As a PMP myself, it will l not come as a surprise to read they I always encourage planning everything out in detail. However, what has changed in my perspective is allowing for more agility, adaptability, and flexibility, which is not always easy to accomplish as a civil engineer. For example, in the past, I had mostly dealt with “known unknowns” common in the construction industry, as well as some minor “unknown unknowns.” However, addressing the “unknown unknowns” has become more commonplace for me than ever before. And the main reason for this new phenomenon is the time we live in, of course, and the realization that there are most likely other surprises waiting for us, which we can ride out and even benefit from.
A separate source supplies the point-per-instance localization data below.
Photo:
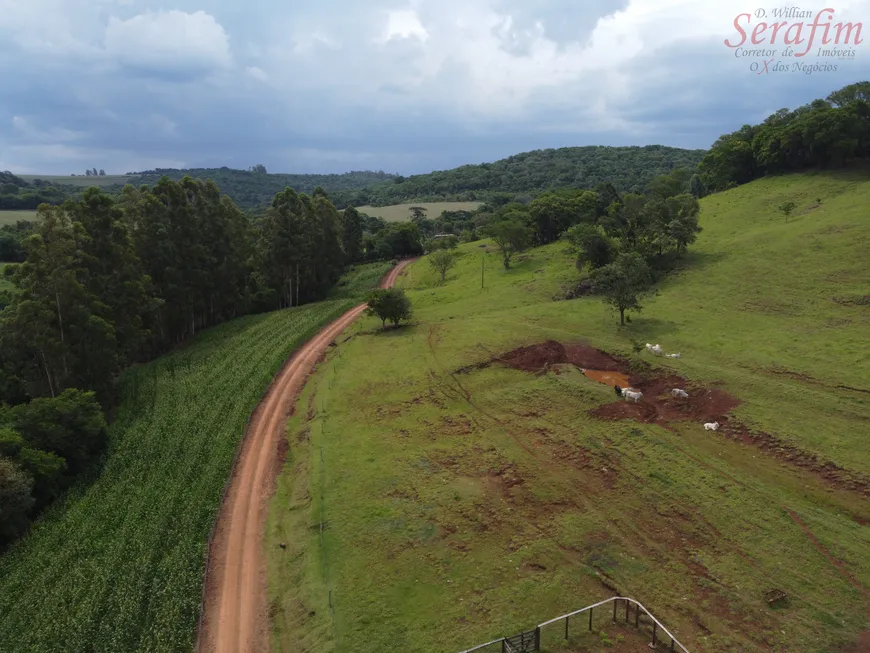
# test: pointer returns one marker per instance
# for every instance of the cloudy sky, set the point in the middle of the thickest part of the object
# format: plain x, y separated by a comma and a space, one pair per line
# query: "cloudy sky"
403, 86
For example, in civil engineering, I am seeing a greater need to plan, design, and build in such a way that addresses California’s fire season. As well, other global warming effects, such as the drought, are also pressing us to consider more water conservation measures, as well as rainwater harvesting, reclamation, and the need to add more green spaces that will absorb stormwater runoff instead of dumping it into the ocean where it becomes salted. And all those these ideas are not new; their immediacy is, as is the need to be, as I wrote earlier, agile, adaptive, and flexible. We are flexible in the way we design, build, and address our stakeholders’ needs and expectations and the approach we need to take to gain support and engagement.